Regression Flashcards
Is it possible to create models in Machine learning?
Machine learning is mainly about creating mathematical relations between features of a dataset. These mathematical relations are called models.
How was linear regression done prior to machine learning?
Long long ago, it was done by mathematicians with very few datasets. In the availability of computers, we are now enabled with high computational powers and hence we can prepare linear regression models with any amount of data in today’s world.
What was fearless about ML?
It’s a reference that ML practitioners usually don’t spend too much time evaluating the statistical validity of a method; they prefer to just create a model and evaluate its performance, rather than thinking about the statistical validity of the process.
If we don’t understand how a model’s intricacies work, how can we be 100% sure that it’s a successful model?
Interpretation of how the model is working mathematically is not always possible. While preparing the algorithm, its mathematical steps are derived. While applying the model it is not always possible and needed to know the steps. It is about the performance of the model on unseen data that decides the success of the model.
Do more data points bring new insights?
Yes, with larger data the insights will be supported with more data and hence they will be more trustworthy. The same will be the quality of model training. With more data, models train better.
Why is the model interpretation important?
Model interpretation is important because it gives an understanding of how the model reached the final results/predictions.

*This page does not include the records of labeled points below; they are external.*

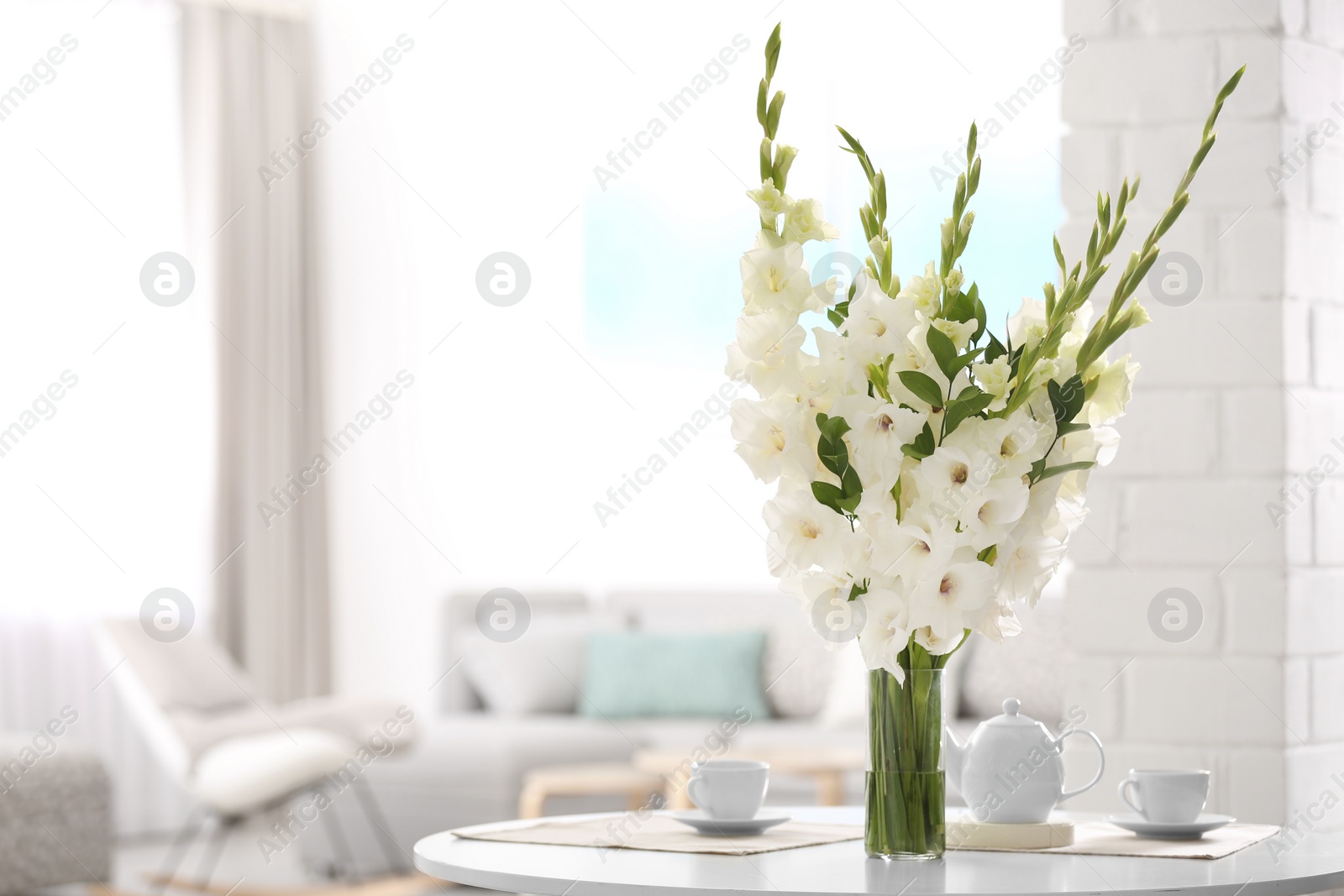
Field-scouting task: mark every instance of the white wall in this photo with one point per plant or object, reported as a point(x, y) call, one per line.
point(1238, 398)
point(526, 416)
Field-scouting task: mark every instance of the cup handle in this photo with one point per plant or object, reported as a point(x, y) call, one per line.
point(1122, 792)
point(1101, 763)
point(696, 789)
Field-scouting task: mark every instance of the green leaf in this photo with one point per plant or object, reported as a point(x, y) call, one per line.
point(995, 349)
point(839, 313)
point(832, 427)
point(1066, 468)
point(944, 352)
point(1066, 399)
point(961, 409)
point(828, 495)
point(963, 308)
point(981, 316)
point(924, 385)
point(922, 446)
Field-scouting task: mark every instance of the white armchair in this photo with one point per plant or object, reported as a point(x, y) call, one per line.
point(237, 754)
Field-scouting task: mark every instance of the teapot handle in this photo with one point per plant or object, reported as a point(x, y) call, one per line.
point(1101, 765)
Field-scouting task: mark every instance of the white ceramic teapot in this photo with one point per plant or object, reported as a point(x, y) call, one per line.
point(1011, 768)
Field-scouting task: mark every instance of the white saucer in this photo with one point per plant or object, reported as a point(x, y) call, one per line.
point(1171, 831)
point(730, 826)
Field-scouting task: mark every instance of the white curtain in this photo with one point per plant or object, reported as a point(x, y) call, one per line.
point(248, 103)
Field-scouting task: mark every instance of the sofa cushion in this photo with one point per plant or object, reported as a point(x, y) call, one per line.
point(797, 664)
point(541, 672)
point(636, 673)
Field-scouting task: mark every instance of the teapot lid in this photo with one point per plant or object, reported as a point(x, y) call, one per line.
point(1011, 718)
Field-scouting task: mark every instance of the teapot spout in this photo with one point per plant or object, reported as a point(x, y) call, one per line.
point(954, 757)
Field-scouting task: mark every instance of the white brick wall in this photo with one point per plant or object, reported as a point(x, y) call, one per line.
point(1240, 396)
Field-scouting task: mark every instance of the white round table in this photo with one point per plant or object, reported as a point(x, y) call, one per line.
point(1315, 864)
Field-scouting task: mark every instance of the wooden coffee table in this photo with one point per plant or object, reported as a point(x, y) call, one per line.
point(585, 779)
point(827, 766)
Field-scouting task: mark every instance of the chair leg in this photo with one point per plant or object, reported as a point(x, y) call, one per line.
point(219, 837)
point(340, 846)
point(181, 844)
point(374, 813)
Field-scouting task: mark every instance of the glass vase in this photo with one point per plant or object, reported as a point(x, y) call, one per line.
point(905, 788)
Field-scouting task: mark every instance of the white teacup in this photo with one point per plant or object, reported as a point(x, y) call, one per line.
point(1173, 797)
point(729, 788)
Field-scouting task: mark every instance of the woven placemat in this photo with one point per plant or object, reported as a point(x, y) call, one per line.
point(663, 833)
point(1104, 839)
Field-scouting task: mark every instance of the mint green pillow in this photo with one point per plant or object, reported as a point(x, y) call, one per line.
point(710, 673)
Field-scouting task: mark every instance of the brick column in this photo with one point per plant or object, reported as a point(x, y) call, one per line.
point(1241, 394)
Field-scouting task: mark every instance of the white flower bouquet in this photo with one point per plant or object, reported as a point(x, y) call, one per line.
point(929, 472)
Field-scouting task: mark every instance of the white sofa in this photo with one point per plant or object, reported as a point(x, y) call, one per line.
point(468, 763)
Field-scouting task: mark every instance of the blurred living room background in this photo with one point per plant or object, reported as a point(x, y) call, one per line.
point(344, 179)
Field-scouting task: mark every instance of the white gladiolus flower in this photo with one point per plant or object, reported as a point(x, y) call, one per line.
point(813, 586)
point(996, 378)
point(765, 430)
point(803, 532)
point(766, 351)
point(776, 278)
point(1028, 325)
point(945, 598)
point(1115, 385)
point(998, 621)
point(886, 629)
point(878, 322)
point(925, 293)
point(1027, 566)
point(877, 432)
point(803, 222)
point(942, 520)
point(770, 202)
point(958, 332)
point(911, 551)
point(992, 511)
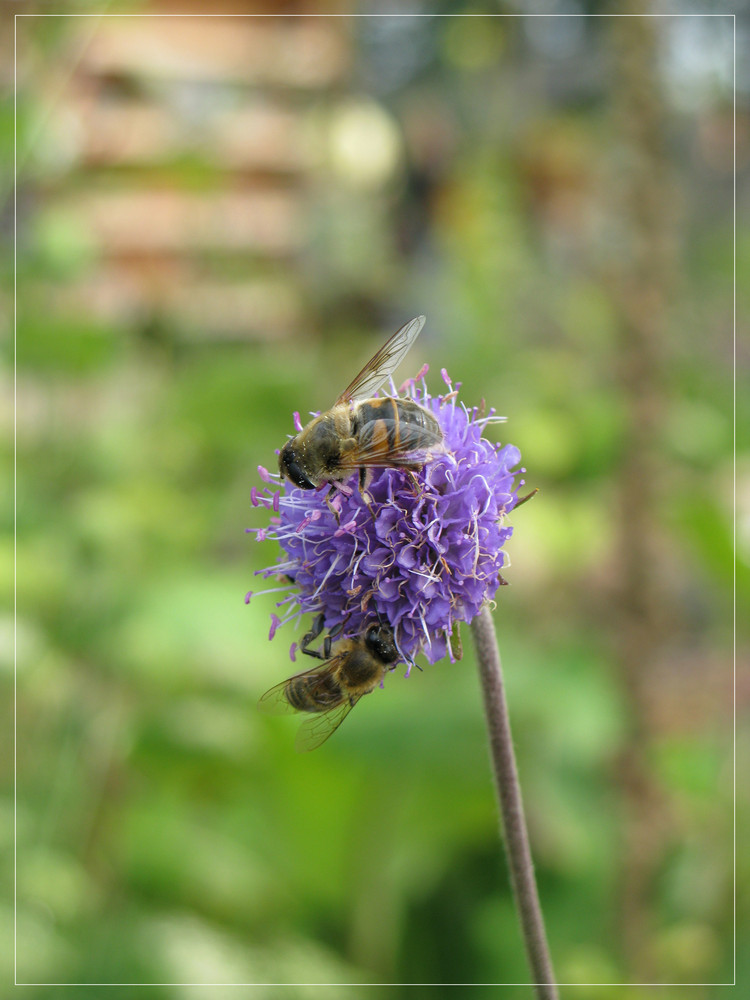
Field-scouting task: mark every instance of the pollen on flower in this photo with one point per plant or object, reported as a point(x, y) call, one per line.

It gives some clarity and indication about if some changes have to be done to make the model perform better.
What are the features of the machine learning model?
Features are the attributes or variables that are used in a machine learning model. Generally, there are independent and dependent features. Independent features are the input features of the model while the dependent feature is the output variable.
Is risk similar to variance?
For a machine learning model, the higher the error more will be chance of its failure over the unseen data and it will be a measure of the risk of the model. So risk can be interpreted as the error associated with the model and hence minimizing risk is equivalent to minimizing error or variance.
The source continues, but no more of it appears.